Step 3: Remove distractions 

Like cats, prospects get easily distracted. But once focused, cats can keep staring at you for over 15 minutes.

So once you got the attention with a hook, lay out the direct path to process your main message. 

  1. Remove verbal clutter. Read each sentence and mark the words that you could remove without changing the meaning (informational and emotional) – and remove them.
  2. If you have multiple options to convert with different value or intent levels, place them in succession. Don’t slam all options into a single block.
  3. Avoid giving prospects multiple similar or connected options. Like cats, they might never make a decision.
  4. When listing benefits, stick to 2-3 and group them by application areas. Don’t throw all value props into one email. 
  5. Start with your main offer that you want prospects to go with, and make the second one a compromised alternative. 
  6. Add visuals (images, photos, memes, videos) to visually balance your content whenever it makes sense (even if it’s short). 

Step 4: Reward your prospects

Everyone likes an unexpected treat. 

Your job is to offer the one your audience likes and is already familiar with. 

  1. Add a freebie (a free solution, valuable or entertaining content) that can be redeemed without commitment to your offer. As a token of appreciation. 
  2. Give compliments strategically. People generally like to be appreciated for what they’ve accomplished. 
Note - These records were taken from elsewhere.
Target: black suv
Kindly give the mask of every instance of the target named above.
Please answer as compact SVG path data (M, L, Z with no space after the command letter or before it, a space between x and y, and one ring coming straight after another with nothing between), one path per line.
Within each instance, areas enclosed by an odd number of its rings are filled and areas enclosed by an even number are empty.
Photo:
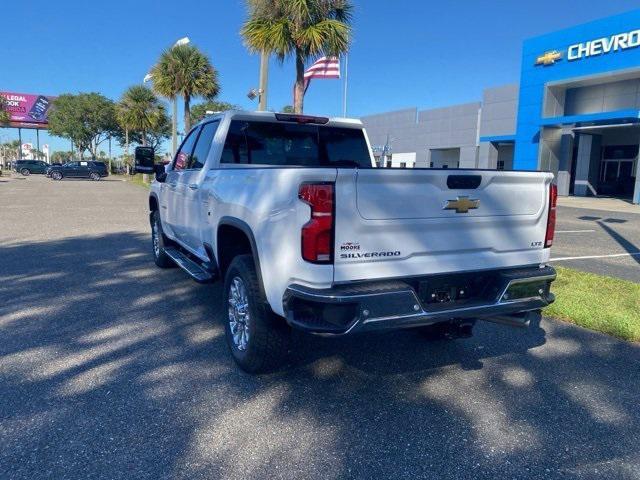
M104 162L74 160L59 167L52 166L47 175L54 180L62 180L63 178L90 178L91 180L100 180L108 174L107 166Z
M42 160L16 160L13 162L13 169L25 177L32 173L45 173L47 168L49 168L49 164Z

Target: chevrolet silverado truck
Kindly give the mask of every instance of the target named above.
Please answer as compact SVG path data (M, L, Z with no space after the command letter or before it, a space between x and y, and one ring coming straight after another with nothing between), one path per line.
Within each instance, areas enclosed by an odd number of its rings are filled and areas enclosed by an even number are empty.
M226 341L248 372L325 336L526 326L554 300L556 187L545 172L376 168L358 120L230 111L155 173L153 257L224 282Z

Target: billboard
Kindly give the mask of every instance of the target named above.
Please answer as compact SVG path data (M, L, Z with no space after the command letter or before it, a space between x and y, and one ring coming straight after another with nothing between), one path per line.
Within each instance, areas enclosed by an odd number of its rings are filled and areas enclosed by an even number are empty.
M27 93L0 92L7 101L10 125L15 127L42 127L49 123L49 110L55 97Z

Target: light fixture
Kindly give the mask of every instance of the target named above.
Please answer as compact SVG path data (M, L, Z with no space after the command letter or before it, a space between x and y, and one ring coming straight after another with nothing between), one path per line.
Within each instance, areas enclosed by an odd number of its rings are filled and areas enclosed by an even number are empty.
M249 97L249 100L255 100L260 95L262 95L262 89L260 88L252 88L251 90L249 90L249 93L247 93L247 97Z

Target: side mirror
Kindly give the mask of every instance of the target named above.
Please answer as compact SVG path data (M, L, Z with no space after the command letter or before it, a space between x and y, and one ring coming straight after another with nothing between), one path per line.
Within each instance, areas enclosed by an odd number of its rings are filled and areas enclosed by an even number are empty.
M136 173L154 173L155 172L155 152L153 147L136 147L134 153L135 172Z
M165 170L165 166L162 163L156 163L154 165L156 171L156 180L160 183L164 182L167 179L167 172Z

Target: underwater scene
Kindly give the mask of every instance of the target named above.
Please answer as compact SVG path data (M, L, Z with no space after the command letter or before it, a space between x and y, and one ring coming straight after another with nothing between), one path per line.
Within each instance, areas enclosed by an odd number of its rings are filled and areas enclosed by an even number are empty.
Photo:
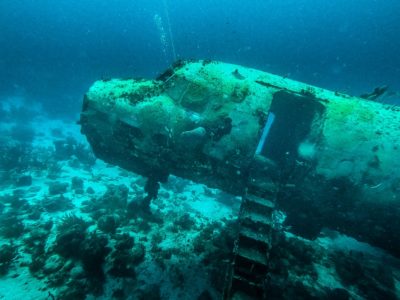
M399 12L1 0L0 299L400 299Z

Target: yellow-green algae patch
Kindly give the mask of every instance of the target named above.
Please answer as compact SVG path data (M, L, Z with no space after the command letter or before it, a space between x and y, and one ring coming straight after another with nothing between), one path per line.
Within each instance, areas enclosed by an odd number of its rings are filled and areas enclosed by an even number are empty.
M335 99L327 105L318 171L327 177L393 176L400 167L398 113L361 99ZM378 182L377 182L378 183Z
M154 80L110 79L96 81L87 92L87 98L97 107L115 109L118 102L123 109L134 105L143 98L161 93L160 82Z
Make sure you acknowledge something they did (a post, a win they mentioned, etc.), but avoid unbacked flattery. Not everyone is an expert already, but everyone wants to become one. 

  1. When asking for something on their end, always offer something in return. Want a product review? Offer a discount or a gift card. Make it worth their time. 

Step 5: Repeat!

Sometimes you have to call your cats twice before they respond. Or three times, depending on what you want from them. 

The more valuable and sophisticated your offer is, the more emails it will take to convert your prospects. Aim for at least ½ of the length of your sales cycle’s worth of emails. 

Give your prospects the time needed for your offer to grow on them. And highlight different angles and benefits. 

Example

The result: 

By implementing this tactic, I managed to grow the average email metrics:

  • The average conversion rate for the bottom-most CTA went from 0.3% to 3.7%. This means prospects actually reached the bottom, clicked, and engaged with the page.
  • The overall email CTR grew from 3% to 11%.
  • The email conversion rate grew from less than 1% to 8-9%.